In 2012, I found an 1872 article in a Springfield newspaper that seemed to contradict my childhood assumption. I concluded from the article that Pleasant Hope and Pin Hook were, in fact, two separate places, because it reported that a new town called Pleasant Hope had recently been established a short distance away from the site of old Pin Hook, which was now (1872) nothing but a cornfield. This suggested to me that Pin Hook must have been a village that predated Pleasant Hope, and that the new town of Pleasant Hope took the name of its predecessor as a nickname.
But I was never quite satisfied that what the Springfield newspaper seemed to be saying was the real story; so, recently I decided to dig a little deeper and see what else I could come up with about early-day Pleasant Hope/Pin Hook. As it turns out, my interpretation of what the 1872 article was saying was wrong, and my original assumption that Pin Hook was just a nickname for Pleasant Hope was closer to the truth. At least, I think, based on my recent research, that such is the case. In fact, I believe my interpretation of that 1872 article was so misleading that I have now deleted the blog entry that I posted thirteen years ago.
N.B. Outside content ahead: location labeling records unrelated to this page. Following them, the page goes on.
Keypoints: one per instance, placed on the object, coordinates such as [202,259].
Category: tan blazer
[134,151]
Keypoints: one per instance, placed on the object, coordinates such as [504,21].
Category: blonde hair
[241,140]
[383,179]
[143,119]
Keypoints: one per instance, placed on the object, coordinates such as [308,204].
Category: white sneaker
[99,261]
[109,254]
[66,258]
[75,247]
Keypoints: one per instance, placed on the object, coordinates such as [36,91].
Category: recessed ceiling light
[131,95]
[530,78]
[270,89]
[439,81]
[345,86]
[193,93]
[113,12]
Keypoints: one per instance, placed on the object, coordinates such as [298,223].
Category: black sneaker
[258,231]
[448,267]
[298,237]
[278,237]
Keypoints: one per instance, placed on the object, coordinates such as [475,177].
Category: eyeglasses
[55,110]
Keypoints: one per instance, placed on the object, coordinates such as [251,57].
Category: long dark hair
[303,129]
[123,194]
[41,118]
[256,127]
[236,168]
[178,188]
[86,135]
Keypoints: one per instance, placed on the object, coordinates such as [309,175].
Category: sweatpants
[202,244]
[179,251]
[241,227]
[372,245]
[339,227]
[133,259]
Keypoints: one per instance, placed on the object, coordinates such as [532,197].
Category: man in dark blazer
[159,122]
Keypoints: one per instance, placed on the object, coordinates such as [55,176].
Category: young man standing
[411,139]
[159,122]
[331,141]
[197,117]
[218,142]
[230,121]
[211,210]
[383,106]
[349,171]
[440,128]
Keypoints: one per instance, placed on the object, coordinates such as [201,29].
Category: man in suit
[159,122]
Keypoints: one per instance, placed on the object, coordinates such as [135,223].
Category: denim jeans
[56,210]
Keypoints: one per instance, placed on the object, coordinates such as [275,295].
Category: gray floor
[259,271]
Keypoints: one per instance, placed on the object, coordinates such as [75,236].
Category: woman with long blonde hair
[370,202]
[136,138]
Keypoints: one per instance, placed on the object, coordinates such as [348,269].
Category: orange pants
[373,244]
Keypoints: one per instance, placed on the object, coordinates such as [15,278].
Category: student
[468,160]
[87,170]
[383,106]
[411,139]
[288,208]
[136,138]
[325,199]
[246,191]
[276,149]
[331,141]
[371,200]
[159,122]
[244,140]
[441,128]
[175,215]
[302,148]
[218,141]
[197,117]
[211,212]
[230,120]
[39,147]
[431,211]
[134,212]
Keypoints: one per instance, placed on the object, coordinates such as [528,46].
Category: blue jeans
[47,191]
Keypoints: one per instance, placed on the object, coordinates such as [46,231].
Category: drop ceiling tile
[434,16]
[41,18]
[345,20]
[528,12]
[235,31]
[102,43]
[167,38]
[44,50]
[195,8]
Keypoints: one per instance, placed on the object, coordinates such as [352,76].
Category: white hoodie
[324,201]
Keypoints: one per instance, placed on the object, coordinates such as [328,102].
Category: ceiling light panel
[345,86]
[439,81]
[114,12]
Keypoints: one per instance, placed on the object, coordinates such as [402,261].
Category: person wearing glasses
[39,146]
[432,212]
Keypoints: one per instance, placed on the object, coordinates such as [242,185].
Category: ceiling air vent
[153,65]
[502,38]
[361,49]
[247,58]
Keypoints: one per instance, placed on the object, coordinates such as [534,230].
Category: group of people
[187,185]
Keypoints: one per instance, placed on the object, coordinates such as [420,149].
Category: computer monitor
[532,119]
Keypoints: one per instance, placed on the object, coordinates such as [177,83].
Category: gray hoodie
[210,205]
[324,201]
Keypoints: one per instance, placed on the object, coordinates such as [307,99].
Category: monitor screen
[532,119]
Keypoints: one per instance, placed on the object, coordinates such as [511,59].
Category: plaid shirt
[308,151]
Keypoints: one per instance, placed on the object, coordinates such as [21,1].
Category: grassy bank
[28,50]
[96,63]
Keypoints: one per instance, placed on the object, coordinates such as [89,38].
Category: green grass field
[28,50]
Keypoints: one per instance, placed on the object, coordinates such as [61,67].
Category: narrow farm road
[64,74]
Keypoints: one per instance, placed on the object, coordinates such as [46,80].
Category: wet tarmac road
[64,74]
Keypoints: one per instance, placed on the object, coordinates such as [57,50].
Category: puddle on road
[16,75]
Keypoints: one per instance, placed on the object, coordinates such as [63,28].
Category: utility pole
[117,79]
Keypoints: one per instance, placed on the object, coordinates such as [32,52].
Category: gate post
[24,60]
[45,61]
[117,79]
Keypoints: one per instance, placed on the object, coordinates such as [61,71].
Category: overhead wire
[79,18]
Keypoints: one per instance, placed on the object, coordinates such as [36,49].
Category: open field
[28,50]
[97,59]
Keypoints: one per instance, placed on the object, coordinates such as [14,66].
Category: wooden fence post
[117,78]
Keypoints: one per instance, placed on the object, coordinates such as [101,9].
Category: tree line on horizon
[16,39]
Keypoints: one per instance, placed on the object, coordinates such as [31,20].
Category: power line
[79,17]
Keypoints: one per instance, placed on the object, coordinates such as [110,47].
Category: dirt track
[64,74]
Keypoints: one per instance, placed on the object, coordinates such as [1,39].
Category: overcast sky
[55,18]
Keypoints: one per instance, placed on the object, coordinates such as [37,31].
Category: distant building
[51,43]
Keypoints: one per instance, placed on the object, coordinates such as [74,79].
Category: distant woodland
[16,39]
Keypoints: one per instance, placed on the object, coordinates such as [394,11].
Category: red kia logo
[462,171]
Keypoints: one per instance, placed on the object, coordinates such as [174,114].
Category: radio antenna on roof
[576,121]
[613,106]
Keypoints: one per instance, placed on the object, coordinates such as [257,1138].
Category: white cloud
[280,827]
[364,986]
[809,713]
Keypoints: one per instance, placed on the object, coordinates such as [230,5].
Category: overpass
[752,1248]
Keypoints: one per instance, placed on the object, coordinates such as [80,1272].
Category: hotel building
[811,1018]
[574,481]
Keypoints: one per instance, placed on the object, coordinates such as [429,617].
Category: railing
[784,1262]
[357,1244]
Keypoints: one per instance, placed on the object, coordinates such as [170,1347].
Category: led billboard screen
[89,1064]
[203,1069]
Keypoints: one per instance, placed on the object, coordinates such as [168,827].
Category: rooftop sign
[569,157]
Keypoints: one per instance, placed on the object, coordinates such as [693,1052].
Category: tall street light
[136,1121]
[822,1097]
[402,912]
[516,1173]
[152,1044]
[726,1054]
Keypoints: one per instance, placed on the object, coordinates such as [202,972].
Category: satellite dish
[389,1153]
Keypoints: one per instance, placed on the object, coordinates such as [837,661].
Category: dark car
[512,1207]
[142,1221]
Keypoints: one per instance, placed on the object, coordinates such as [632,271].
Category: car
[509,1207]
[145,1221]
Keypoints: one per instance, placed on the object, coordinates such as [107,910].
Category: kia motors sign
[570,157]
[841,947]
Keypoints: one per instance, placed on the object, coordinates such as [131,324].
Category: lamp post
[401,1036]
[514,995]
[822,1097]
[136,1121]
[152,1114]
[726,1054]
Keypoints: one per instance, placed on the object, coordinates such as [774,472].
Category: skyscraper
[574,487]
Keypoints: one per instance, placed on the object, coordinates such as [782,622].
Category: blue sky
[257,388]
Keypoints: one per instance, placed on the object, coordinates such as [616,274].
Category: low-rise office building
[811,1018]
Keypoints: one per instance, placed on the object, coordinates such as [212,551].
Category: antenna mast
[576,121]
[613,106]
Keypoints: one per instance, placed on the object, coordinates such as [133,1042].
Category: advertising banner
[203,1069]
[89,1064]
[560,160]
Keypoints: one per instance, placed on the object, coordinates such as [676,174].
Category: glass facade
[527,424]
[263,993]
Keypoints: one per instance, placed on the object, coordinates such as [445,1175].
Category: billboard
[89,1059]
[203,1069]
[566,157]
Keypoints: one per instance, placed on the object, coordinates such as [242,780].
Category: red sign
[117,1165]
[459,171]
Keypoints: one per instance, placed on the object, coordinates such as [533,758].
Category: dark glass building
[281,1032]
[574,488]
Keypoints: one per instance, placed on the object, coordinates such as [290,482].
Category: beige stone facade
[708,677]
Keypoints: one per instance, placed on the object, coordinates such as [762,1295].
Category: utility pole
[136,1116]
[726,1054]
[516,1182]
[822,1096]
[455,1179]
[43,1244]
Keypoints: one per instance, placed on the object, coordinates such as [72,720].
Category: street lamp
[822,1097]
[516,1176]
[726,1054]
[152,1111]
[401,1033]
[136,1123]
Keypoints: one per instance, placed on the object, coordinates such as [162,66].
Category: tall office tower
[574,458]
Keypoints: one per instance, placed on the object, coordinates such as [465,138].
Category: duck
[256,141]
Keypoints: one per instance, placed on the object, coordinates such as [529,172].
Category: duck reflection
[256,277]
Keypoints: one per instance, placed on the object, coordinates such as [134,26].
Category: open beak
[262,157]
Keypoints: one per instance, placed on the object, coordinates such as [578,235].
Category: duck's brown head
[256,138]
According to a history on the City of Pleasant Hope's website, an academy affiliated with the Cumberland Presbyterian Church started near the town's present site in 1849, and a small settlement soon grew up around or near the academy. U. S. Postal history tells us that this community, under the name Pleasant Hope, got its first post office in 1851. This post office was discontinued in November 1855, but Pleasant Hope got a new post office in December 1860. It may have briefly had a post office between 1855 and 1860 as well. The town did for sure have a post office during the Civil War (at least during part of the war) and for several years after the war ended.
However, this is where the confusion comes in, because in 1870, C. E. Bushnell applied for a post office to be established at a new village called Pleasant Hope, which was located about a mile north of where the previous town or at least the previous post office had been located. Bushnell said the new village of Pleasant Hope had only four families at the time, and he estimated that about 78 people lived within a two-mile radius of the village. Apparently, the original Pleasant Hope, which somewhere along the line acquired the nickname Pin Hook, had died out for some reason, and a new town by the same name was created a mile or so away. And the new village of Pleasant Hope inherited the nickname of Pin Hook, the same sobriquet by which the previous village had also been known.
So, when the writer of the 1872 article in the Springfield paper referred to the new town of Pleasant Hope being located a short distance from old Pin Hook, he was not saying that Pin Hook was actually the name of the older town, but, instead, he was simply referring to the old town by its nickname.